El hombre estimado señor, es un animal nostálgico. Véalo usted en una estación de trenes diciendo adiós a los que se van; véalo, sobre todo, agitar la mano derecha en señal de despedida. ¡Qué actitud más reservada adopta! ¿Y sabe usted cuál es la razón de su nostalgia? El tiempo, estimado señor: el tiempo. Caras que ayer eran luminosas, hoy lucen mortecinas y grises, como tardes de tormenta; pupilas que brillaban como el sol, hoy son estrellas apagadas; cabezas que suscitaban admiración por lo pobladas que estaban, hoy muestran con timidez la calavera que serán.

Lo que el amor había unido, el tiempo y la muerte lo separarán; lo que el destino había juntado, el tiempo se encargará de dispersarlo. ¡Ah, el tiempo: demoledor implacable de lo bueno y de lo malo! Y si esto es así, como puedo jurarle que lo es, permítame entonces aventurar una definición: la nostalgia es un rostro al que el tiempo ha herido.

Observe usted a aquel señor de la gabardina gris. ¿Podría usted decirme en qué piensa? Observe ahora su mirada: ¿no es francamente triste? Los suyos han partido en el último tren; ahora bien, ¿los volverá a ver algún día, alguna vez? He aquí la pregunta que creo adivinar en su semblante. Y, por lo demás, ¿no es ésta una pregunta legítima? Después de todo, como dijo el poeta, los vivientes de hoy no somos sino los sobrevivientes del día de ayer.
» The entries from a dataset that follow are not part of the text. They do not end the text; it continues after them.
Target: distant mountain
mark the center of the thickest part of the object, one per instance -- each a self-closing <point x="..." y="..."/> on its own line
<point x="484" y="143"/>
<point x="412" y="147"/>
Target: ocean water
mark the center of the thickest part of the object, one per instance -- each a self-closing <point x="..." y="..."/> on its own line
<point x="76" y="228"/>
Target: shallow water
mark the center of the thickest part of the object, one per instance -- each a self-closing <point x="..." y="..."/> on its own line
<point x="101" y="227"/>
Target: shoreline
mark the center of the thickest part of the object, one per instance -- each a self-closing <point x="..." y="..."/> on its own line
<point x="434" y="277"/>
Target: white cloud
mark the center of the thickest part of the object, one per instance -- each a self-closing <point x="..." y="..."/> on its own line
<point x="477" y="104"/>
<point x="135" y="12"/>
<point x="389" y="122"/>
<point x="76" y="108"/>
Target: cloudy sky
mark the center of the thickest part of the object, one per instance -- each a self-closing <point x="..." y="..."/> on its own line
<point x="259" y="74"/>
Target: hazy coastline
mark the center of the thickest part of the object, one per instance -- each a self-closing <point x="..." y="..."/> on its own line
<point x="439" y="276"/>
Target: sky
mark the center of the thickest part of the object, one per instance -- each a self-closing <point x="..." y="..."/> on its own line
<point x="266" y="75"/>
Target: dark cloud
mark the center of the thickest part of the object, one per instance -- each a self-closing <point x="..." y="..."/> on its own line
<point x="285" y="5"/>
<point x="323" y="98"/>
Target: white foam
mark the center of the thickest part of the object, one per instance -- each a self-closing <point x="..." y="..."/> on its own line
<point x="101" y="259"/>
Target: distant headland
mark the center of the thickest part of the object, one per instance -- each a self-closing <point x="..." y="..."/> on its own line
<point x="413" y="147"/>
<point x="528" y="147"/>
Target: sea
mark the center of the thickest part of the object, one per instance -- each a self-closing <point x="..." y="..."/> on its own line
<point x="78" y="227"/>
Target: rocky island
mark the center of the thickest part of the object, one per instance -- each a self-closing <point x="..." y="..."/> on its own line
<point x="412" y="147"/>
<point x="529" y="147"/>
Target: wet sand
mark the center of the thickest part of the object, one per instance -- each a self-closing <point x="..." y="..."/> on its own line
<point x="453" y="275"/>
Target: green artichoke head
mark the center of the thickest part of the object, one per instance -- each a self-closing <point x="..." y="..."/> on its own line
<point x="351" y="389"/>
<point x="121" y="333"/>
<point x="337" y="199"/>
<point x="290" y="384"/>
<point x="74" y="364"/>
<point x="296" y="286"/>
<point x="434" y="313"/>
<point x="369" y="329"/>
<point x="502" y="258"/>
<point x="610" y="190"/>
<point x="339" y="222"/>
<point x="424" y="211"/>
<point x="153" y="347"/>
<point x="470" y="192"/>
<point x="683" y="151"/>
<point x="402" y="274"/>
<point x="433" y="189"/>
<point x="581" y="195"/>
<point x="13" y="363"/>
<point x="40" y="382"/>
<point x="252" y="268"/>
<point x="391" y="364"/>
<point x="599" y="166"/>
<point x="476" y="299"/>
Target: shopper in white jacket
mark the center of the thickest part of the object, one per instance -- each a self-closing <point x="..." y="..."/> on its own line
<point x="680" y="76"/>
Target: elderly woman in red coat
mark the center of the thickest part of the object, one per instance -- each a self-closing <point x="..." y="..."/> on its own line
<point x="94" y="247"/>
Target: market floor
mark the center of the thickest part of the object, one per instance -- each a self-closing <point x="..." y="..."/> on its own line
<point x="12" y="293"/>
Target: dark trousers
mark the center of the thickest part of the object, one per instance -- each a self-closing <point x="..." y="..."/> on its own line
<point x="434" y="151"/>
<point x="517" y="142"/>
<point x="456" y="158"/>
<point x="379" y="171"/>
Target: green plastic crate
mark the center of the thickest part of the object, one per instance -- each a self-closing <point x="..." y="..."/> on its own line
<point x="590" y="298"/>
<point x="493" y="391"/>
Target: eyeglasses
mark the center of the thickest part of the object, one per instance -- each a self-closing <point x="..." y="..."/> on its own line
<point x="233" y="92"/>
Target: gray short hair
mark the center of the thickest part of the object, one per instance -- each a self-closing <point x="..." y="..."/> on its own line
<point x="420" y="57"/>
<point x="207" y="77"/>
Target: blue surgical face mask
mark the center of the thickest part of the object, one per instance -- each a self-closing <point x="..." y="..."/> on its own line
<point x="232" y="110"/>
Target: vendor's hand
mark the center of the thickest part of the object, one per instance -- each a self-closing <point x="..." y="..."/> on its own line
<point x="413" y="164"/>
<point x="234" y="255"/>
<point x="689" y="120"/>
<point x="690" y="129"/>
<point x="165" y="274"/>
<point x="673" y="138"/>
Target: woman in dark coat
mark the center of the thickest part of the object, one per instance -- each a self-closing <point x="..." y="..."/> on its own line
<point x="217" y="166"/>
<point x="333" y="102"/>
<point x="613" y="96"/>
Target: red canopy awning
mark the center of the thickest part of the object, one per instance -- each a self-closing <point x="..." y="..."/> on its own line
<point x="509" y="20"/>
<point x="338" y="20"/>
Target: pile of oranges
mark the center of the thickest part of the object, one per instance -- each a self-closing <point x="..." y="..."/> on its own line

Apenas se han marchado sus seres queridos y ya quiere este señor estar con ellos. A este querer imposible es a lo que yo llamo nostalgia, que es –y tómelo, si quiere, por una nueva definición-el
sufrimiento de las lejanías. ¡Quién sabe cuánto temería nuestro hombre la llegada de esta tarde, el naufragio de esta hora! Hace una semana acaso se mostrara sólo pensativo, pues se decía: “¡Faltan aún siete días!”. Pero estos siete días han pasado ya, y aquella seriedad ha tomado hoy todos los rasgos de la tristeza.

Preguntarnos unos a otros cómo estamos es reconocer que el tiempo pasa como un huracán furioso, como un terremoto que todo lo devasta; es, en fin, el único saludo que dos mortales podrían permitirse: dos sobrevivientes de ayer que se encuentran hoy y que no saben si habrá un mañana en el que puedan encontrarse una vez más.

El tiempo no nos satisface, estimado señor, no puede satisfacernos. ¡Los humanos estamos hechos para otra cosa! Desde hace tiempo la izquierda y la derecha han dejado de interesarme; ahora lo único que me preocupa y a lo que dedico todos mis pensamientos son el arriba y el abajo. O, para decírselo a usted con otras palabras, lo Eterno. Lo que no es eterno –decía Ionesco, mi querido Ionesco- tampoco es real.

Ah, ¿pero me disculpa usted? Mi tren acaba de llegar y no tardará mucho en partir. Creo que no se detiene en cada parada sino los escasos treinta segundos que se necesitan para que un estudiante distraído suba por la puerta de adelante y una señora cargada con bolsas de mandado haga malabares para bajar triunfante por la puerta de atrás.

Así es, estimado señor. Tome en cuenta lo que le he dicho. Conocerlo ha sido para mí una
casualidad encantadora a la vez que deliciosa. Si alguna vez la vida vuelve a juntarnos no
sólo será un verdadero milagro, sino también un placer. ¡Adiós, mi buen amigo, adiós!